Bisher hat es der Senat versäumt, einen Gesetzentwurf zur Schuldenbremse vorzulegen. Immerhin fand auf unsere Initiative ein vom Finanzsenat organisiertes Symposium statt, bei dem unter anderem die Bundesbank viele unserer Forderungen bestätigte.

[Zuruf von Torsten Schneider (SPD)]

Herr Schneider, Sie waren leider nicht da! Tut mir leid!

[Beifall bei der AfD]

Die Schuldenbremse hat zur Folge, dass der Kernhaushalt und die Nebenhaushalte ab 2020 keine zusätzlichen Kredite mehr aufnehmen dürfen. Landeseigene Gesellschaften wie die HOWOGE, die zwar zum öffentlichen Bereich gehören, aber nicht dem Kernhaushalt zuzurechnen sind, können sehr wohl Kredite aufnehmen.
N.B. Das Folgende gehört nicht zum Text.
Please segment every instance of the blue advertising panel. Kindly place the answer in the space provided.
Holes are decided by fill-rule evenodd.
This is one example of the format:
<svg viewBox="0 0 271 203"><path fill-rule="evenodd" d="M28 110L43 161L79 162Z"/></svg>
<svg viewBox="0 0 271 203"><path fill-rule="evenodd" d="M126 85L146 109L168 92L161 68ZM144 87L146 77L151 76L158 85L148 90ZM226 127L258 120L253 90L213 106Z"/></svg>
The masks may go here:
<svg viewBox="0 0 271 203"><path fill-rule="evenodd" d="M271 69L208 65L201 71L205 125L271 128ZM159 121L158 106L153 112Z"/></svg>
Wie kann ich nun die Kreditfähigkeit eines Unternehmens deutlich verbessern? – Indem ich das Unternehmen mit so viel Eigenkapital wie möglich ausstatte.
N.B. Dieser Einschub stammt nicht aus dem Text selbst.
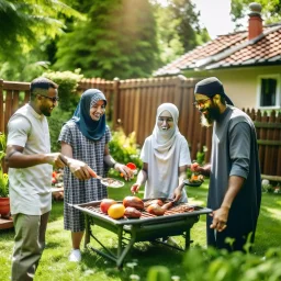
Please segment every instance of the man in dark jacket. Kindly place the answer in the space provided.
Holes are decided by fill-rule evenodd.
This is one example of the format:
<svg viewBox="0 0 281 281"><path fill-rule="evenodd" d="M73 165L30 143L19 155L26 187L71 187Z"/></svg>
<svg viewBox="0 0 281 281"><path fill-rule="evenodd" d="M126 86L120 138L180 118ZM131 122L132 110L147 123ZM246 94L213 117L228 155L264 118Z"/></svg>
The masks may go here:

Genau das passiert jetzt mit der HOWOGE, die alle großen Schulbaumaßnahmen künftig tragen soll und für Milliardenkredite fitgemacht werden soll. Wir müssen aber aufgrund der aktuellen Daten- und Zahlenlage leider auch davon ausgehen, dass die Schulbauoffensive statt 5,5 Milliarden, wie es uns bisher immer vorschwebte, eher 10 Milliarden kosten könnte. Berlin kann sich aber, mit Verlaub, keinen zweiten BER leisten. Das muss dringend verhindert werden!

[Beifall bei der AfD]

Deshalb wäre es für uns alle sinnvoll und hilfreich gewesen, wenn vor diesem Nachtragshaushalt ein Gesetz zur Schuldenbremse vorgelegen hätte. So ist der Entwurf, der uns jetzt vorliegt, weder transparent noch nachhaltig, da zur Bewertung wichtige Kriterien fehlen. Vertrauen wird so vom Senat nicht geschaffen.

[Beifall bei der AfD]

Ebenso hatte die AfD-Fraktion den Antrag gestellt, endlich tatsächlich die Pensionsverpflichtungen des Landes Berlin festzustellen.